When Grayson Perry won the Turner Prize in 2003, he appeared the epitome of metropolitan angst, a transvestite whose subject matter was child abuse and death.
But his latest work takes its inspiration from the countryside and reveals the 46-year-old artist and father as a lover of the National Trust and a defender of the tradition of hunting. He is more conservative than convention-busting.
Grayson Perry - The Charms of Lincolnshire is an exhibition of new work displayed amid real-life Victorian samplers, farming implements and smocks taken from the collections of the museum service in the county. Sometimes the distinction between the two is deliberately blurred as staged photographs of Perry dressed as a Victorian farmer's wife hang by vintage images of times long past. And Perry uses the word "charms" ambiguously, to invoke a bucolic cliché of National Trust England but also the sense of some forgotten rural voodoo, a world of hard labour for women and the threat of early death for children.
"We go to these blockbuster cultural shows like the Three Emperors at the Royal Academy. I wanted to present a show a bit like that but with stuff you might see hanging up in the pub. I wanted to make our own quite commonplace recent past quite exotic and present it like an ethnographic show," he said.

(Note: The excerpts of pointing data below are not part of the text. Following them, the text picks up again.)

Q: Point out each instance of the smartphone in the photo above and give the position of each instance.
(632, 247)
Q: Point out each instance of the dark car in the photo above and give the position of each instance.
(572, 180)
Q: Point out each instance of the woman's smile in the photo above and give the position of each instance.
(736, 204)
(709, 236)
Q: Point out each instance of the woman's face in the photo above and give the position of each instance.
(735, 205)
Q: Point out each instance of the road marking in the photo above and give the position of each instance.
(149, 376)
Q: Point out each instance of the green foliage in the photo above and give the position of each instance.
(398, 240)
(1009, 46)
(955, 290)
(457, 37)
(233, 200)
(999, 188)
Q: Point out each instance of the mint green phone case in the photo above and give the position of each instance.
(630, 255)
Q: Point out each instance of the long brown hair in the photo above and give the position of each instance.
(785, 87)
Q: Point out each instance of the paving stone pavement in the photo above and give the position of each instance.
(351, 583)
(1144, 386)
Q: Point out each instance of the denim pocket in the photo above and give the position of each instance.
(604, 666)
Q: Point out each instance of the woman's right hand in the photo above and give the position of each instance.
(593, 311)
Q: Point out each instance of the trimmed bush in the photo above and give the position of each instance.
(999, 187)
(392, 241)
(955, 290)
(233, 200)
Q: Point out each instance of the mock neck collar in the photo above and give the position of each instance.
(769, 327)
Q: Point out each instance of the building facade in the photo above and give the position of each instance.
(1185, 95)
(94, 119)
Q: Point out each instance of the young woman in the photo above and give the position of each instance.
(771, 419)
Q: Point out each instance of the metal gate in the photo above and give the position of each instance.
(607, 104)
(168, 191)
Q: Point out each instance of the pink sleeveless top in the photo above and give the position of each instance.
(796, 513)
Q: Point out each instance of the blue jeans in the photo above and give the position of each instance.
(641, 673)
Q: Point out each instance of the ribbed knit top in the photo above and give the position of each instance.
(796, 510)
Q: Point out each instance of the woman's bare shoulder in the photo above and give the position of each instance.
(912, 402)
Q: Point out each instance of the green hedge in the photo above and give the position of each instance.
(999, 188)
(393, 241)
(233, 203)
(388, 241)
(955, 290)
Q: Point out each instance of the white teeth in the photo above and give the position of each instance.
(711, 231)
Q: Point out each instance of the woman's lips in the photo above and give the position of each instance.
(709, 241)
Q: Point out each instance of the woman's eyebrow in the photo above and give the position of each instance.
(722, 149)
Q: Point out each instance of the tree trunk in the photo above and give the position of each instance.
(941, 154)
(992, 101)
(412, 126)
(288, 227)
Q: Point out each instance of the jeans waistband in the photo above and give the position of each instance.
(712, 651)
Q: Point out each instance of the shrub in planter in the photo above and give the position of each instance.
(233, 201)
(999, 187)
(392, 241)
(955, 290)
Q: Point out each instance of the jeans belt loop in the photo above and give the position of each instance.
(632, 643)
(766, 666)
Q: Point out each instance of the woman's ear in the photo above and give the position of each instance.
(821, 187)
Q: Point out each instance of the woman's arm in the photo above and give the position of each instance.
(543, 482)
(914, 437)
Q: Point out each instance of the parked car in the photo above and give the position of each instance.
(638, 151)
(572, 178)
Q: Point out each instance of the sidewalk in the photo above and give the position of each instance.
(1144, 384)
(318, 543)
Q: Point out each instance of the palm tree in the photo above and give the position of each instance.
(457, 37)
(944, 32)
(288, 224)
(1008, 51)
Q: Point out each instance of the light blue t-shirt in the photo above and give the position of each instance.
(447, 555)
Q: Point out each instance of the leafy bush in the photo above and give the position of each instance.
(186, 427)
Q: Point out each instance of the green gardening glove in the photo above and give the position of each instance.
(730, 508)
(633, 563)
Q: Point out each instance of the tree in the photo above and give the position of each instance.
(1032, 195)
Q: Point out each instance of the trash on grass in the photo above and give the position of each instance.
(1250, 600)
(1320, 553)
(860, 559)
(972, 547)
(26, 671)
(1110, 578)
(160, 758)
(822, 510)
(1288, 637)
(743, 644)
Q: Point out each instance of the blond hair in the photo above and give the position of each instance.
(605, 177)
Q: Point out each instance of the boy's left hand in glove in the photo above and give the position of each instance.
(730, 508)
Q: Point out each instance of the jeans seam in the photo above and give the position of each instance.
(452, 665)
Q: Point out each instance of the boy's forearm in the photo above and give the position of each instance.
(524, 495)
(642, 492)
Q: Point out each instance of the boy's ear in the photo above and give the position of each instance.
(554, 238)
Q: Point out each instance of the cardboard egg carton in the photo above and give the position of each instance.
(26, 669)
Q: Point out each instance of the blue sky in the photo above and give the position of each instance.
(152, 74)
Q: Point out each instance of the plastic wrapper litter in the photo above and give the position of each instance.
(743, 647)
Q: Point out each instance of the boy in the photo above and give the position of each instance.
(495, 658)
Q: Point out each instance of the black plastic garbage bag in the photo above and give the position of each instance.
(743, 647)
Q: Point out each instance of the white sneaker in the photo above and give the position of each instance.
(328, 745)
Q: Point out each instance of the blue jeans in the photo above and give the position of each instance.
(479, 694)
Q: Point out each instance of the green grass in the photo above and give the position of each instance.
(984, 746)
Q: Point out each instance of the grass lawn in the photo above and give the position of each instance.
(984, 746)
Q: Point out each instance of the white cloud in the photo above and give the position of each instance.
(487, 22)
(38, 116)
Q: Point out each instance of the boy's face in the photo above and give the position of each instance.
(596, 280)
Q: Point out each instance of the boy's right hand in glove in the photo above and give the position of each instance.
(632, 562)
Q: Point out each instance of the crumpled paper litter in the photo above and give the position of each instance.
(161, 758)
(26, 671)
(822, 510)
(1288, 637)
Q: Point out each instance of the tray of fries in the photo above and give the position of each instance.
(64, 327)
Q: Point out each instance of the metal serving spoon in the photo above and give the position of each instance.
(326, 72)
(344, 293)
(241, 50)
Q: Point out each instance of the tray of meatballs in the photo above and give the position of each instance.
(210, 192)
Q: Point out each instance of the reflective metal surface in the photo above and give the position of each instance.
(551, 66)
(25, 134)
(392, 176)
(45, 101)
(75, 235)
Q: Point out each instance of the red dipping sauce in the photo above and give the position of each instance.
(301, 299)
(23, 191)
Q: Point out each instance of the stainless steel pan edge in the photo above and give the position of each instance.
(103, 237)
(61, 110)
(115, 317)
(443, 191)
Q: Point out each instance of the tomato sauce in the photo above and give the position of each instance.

The show was prompted by an invitation from a new museum in Lincoln, The Collection, to peruse the historical county collections for inspiration.
Perry concentrated on items with a strong emotional charge for him, such as death, childhood, religion, folk art and hunting. Pride of place goes to a giant Victorian hearse. The centre-piece of the exhibition is a hearse dating from 1880, which inspired the artist to create a cast-iron child's coffin entitled Angel of the South. He describes it as both a non-triumphal monument to the countless victims of empire building in the Victorian age and the North of England's technological dominance.
"The biscuit-tin idyll of cosy village Britain is luckily in the past, for it was a candlelit back-breaking, sexist, tubercular child-death hell," he says. "The ghosts of long-ago children flicker in the dead-eyed familiars of wax, porcelain and wooden dolls I have chosen and in the stitches of the samplers worked by young pious hands."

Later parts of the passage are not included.